If the outings had a theme, pleasant weather and stunning color would have been this year’s. The mornings were cold, 41 degrees, and waking up snug in our bags we lingered a few moments before rising devising quick action plans in gathering clothes and getting them on. By late morning summer was back on the attack, temperatures rising into the high seventies under the bluest of skies, forcing us out of jackets and long sleeves and into T shirts and applying sun screen.
Bright sunlight illuminated the dying canopy of yellows, reds and oranges that covered the mountain sides; the leaves floating down in small showers lining the roads. There must have been an explosion of wild turkeys in the area. Everyone was reporting sightings of birds all weekend, leisurely feeding on the hillsides or standing out on the road.
Our first stop was the North Branch of the Potomac at sunrise on Friday morning. Hiking up to the upper wire we set up over some pools that in the past have held many large fish. Although the numbers of these large fish have seemed to be on the decline since we have been fishing this area, this is the first year we saw no big fish. I pounded the water with a variety of offerings and after several hours came up empty. The first and only fish I saw caught before lunch was on my way back to the parking lot where Pete Masler was just landing a small brown at the lower wire taken on a #14 Copper John.
Getting back to the parking lot to grill some dogs, we had a brief howdy moment with the group staying in one of the cabins at Savage River outfitters. Then after lunch we spread out between the wires for another go. Comparing notes later, it was apparent that the upper section held a good number of fish in the 7 to 10 inch range, and from at least one comment the San Juan worm was performing well on them.
Quitting around 5pm we headed to Big Run to set up camp before it got too dark. Ken Bowyer, Steve Graves, Steve Fletcher, and Nick Weber later joined campers Tim Bowers, Mike Abramowitz, Will Amland, Pete and Pat Masler, and myself for supper. With tents up, a fire in the hearth, and deer chili simmering in the pot, things got down right festive.
Months ago I promised to show Tim the upper Savage on the next outing. Driving over and parking at the intersection of Savage River and Westernport roads we headed up stream. I had only been there once, but thought I remembered where there were some good stretches of water with a few pools. After an hour of bushwhacking upstream I said “I think we’re almost there”, Tim, sweaty and batting away some brush, said “good!” “I know there has to be some great water at the end of this rainbow to go through all of this”. Ten minutes and several bends in the creek later I said, “Ya know what?”, “I think I’m lost”. “Well not exactly lost, just up a feeder stream and not on the main stem”. Bushwhacking our way back down stream we found the main stem and Tim playing the good sport we continued on. This time it paid off and we found the section of water I was looking for, and while partially choked with leaves it did hold some fish.

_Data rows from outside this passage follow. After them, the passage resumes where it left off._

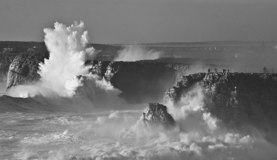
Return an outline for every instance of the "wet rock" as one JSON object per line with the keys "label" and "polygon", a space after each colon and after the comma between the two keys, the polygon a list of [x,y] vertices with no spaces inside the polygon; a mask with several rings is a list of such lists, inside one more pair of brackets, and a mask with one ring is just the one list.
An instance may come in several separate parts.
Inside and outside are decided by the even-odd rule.
{"label": "wet rock", "polygon": [[38,63],[48,58],[48,54],[24,54],[17,56],[10,66],[7,88],[16,85],[38,80]]}
{"label": "wet rock", "polygon": [[143,113],[143,120],[149,125],[161,124],[168,128],[175,126],[175,121],[167,112],[166,106],[157,103],[150,103],[146,113]]}

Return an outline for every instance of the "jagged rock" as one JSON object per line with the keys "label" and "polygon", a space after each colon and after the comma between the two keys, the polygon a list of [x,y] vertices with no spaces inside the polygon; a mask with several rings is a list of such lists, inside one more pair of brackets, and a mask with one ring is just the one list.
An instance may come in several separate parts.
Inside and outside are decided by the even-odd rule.
{"label": "jagged rock", "polygon": [[3,52],[10,52],[13,51],[14,50],[14,48],[3,48]]}
{"label": "jagged rock", "polygon": [[7,53],[0,54],[0,82],[6,81],[10,65],[16,56]]}
{"label": "jagged rock", "polygon": [[38,80],[38,63],[48,58],[48,54],[24,54],[17,56],[10,66],[7,88],[16,85]]}
{"label": "jagged rock", "polygon": [[167,112],[166,106],[157,103],[150,103],[146,113],[143,113],[143,121],[148,125],[160,124],[166,127],[175,126],[175,121]]}
{"label": "jagged rock", "polygon": [[277,122],[277,74],[195,74],[183,77],[176,86],[167,90],[164,99],[178,104],[182,95],[196,85],[203,88],[203,94],[209,100],[204,100],[206,107],[211,113],[232,125],[262,117],[260,121]]}
{"label": "jagged rock", "polygon": [[90,71],[93,74],[110,81],[115,87],[122,91],[120,96],[131,103],[162,100],[161,98],[166,88],[175,83],[176,72],[181,72],[175,70],[176,66],[189,67],[180,64],[140,61],[94,60],[86,64],[92,65]]}

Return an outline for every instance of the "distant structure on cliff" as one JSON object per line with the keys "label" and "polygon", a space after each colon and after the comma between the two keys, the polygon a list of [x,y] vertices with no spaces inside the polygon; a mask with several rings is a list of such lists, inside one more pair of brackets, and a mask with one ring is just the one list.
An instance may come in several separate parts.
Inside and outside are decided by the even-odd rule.
{"label": "distant structure on cliff", "polygon": [[265,67],[263,68],[263,71],[264,73],[277,73],[277,69],[273,68],[267,68]]}

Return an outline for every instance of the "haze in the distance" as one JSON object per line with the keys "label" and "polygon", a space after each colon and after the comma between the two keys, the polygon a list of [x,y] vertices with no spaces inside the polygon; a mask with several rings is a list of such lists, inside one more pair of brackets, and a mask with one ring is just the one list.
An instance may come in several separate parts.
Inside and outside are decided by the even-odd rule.
{"label": "haze in the distance", "polygon": [[42,41],[56,22],[84,21],[89,42],[277,40],[277,1],[2,0],[0,41]]}

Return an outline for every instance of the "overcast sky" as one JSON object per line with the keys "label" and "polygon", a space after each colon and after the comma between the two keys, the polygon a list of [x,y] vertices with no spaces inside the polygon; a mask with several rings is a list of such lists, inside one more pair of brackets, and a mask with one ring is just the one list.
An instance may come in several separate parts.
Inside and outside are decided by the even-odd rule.
{"label": "overcast sky", "polygon": [[82,20],[90,43],[277,40],[277,0],[0,0],[0,40]]}

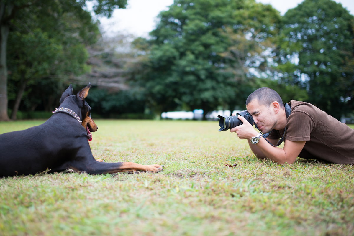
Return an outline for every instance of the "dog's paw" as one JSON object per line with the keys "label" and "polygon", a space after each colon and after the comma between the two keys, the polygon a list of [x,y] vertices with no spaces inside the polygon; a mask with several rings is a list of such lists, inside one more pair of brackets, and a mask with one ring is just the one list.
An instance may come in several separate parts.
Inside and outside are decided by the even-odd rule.
{"label": "dog's paw", "polygon": [[155,164],[154,165],[149,165],[147,166],[149,167],[147,171],[150,172],[156,173],[164,171],[164,166]]}

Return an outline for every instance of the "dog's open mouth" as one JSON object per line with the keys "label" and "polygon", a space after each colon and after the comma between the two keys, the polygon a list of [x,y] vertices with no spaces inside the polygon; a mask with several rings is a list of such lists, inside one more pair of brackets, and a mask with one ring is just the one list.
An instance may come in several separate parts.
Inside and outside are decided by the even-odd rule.
{"label": "dog's open mouth", "polygon": [[92,140],[92,134],[91,134],[91,132],[90,131],[90,129],[88,129],[88,126],[86,126],[86,131],[87,132],[87,139],[89,141],[91,141]]}

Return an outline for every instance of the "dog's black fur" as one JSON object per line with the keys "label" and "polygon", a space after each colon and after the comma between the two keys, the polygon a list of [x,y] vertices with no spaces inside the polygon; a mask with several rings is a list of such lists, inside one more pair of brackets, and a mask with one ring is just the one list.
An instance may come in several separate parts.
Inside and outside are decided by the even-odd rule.
{"label": "dog's black fur", "polygon": [[0,135],[0,177],[68,169],[89,174],[162,170],[158,165],[105,163],[95,159],[88,139],[98,128],[85,100],[90,87],[89,84],[75,95],[70,84],[60,99],[59,107],[74,111],[80,119],[57,112],[40,125]]}

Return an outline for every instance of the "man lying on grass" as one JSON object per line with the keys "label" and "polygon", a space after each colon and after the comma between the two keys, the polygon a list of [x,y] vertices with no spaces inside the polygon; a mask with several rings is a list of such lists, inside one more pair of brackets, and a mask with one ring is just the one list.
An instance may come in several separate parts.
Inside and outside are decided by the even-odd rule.
{"label": "man lying on grass", "polygon": [[[287,104],[274,90],[259,88],[249,96],[246,108],[259,130],[270,132],[269,136],[262,136],[241,116],[243,123],[230,131],[247,139],[257,157],[278,164],[292,163],[299,157],[354,164],[354,130],[309,103],[291,100]],[[283,140],[283,148],[275,146]]]}

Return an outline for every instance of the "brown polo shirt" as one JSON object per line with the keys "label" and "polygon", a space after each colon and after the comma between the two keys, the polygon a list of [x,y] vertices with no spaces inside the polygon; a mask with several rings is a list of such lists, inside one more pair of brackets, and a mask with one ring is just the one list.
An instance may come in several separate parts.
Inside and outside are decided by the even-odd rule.
{"label": "brown polo shirt", "polygon": [[[354,164],[354,130],[313,105],[291,100],[285,140],[306,141],[299,157],[334,163]],[[273,130],[278,139],[284,131]]]}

We were getting some small ones; some not even brookies, but a minnow of some type with a bright red slash on both sides like someone had used a magic marker on them. I had released one nice little brookie when a much better fish struck my simple three hackle bobbing amongst the leaves. I had my little Hardy set on its lowest setting and this guy was peeling off yards line. Slowly bringing him back after three such runs I decided he was ready. Getting the net down I found I couldn’t raise the rod high enough to bring him in close enough to net because of the branches I was stooped under. What these small stream brookies lack in selectivity they more than make up for in placing me in practically impossible places to cast to or land them from.
Trying to duck walk sideways stooped over, while keeping the fish from tangling in whatever, I finally found a place where I could get the rod a little bit higher, but still needed to reel the leader inside the guides to get him close enough. I tried to drag him closer and scoop him up in one motion which put more pressure on the leader and with a little snap the hook just popped out! For an instant he just lay there, but I was stretched to the limit and off balance, and before I could reposition my weight to reach him he was gone.
There probably isn’t any rational reason to feel that bummed out over losing such a small fish, but this was a brook trout, who in my opinion share the same qualities as woodcock, something truly wild and beautiful, and this one was exceptional, better than any I’ve caught.
Ken Bowyer once told me that if you get the leader inside the top guide you’ve landed the fish. Well, that’s something to grab onto I guess, but it’s still not a picture you can pull up and admire.
Running into the Cabin group at the PhD Pool later that afternoon, Ken said he had gotten a couple of brookies downstream, and then taken a swim which is required of someone on every October outing. Thanks for the sacrifice ole buddy. Ken also reported that Bubba Fletcher had taken a particularly nice brookie out of the PHD earlier. So, all dressed up with no place else to go, Me, Tim, and Mike, and Nick finished out the afternoon right there, unsuccessfully trying to match whatever it was those fish were rising to.
Sunday had us all on the NB again. We fished it all day and the best fish I saw was the 16 inch rainbow I foul hooked in the tail while drifting an egg pattern. The only big fish sighting was the big brown that chased Ken’s grasshopper in a pool down in the put and take section below the bridge pilings. Otherwise it was those numerous small guys taken by just about everyone.
Monday morning it was just me and Tim left at the camp. We made coffee and had breakfast by the fire before breaking down our tents, stowing the gear, and policing the area for trash.
We decided to fish the pocket water below the dam, and except for one other guy the stream looked pretty much empty of fishermen. I threw everything from caddis to beetles, San Juans to beadheads, before finally getting a fat brookie on a #18 flashback pheasant tail. Back at the parking lot Tim said he got his best fish of the outing, a 14 inch brown that rose to a #16 Elk hair caddis.
We didn’t catch a lot of fish but I think everyone caught some, As far as I know, Tim’s 14 incher was the largest fair caught fish, and Pete who had to leave early sent me a report saying he found some dry fly action landing 3 rainbows. Will and Mike also got a half dozen fish between them using top water caddis; so as the kids say, “it’s all good”. The weather and water was beautiful, and the bugs were out, just no one was really able to crack the code, leaving us all somewhat perplexed, which is exactly what makes fly fishing all so interesting.
Those of us left Sunday morning voted unanimously to do it again next year. The only change is camping for 2 nights instead of 3. This morning I called and reserved the pavilion for next year’s outing, camping Friday and Saturday nights October 9th & 10th.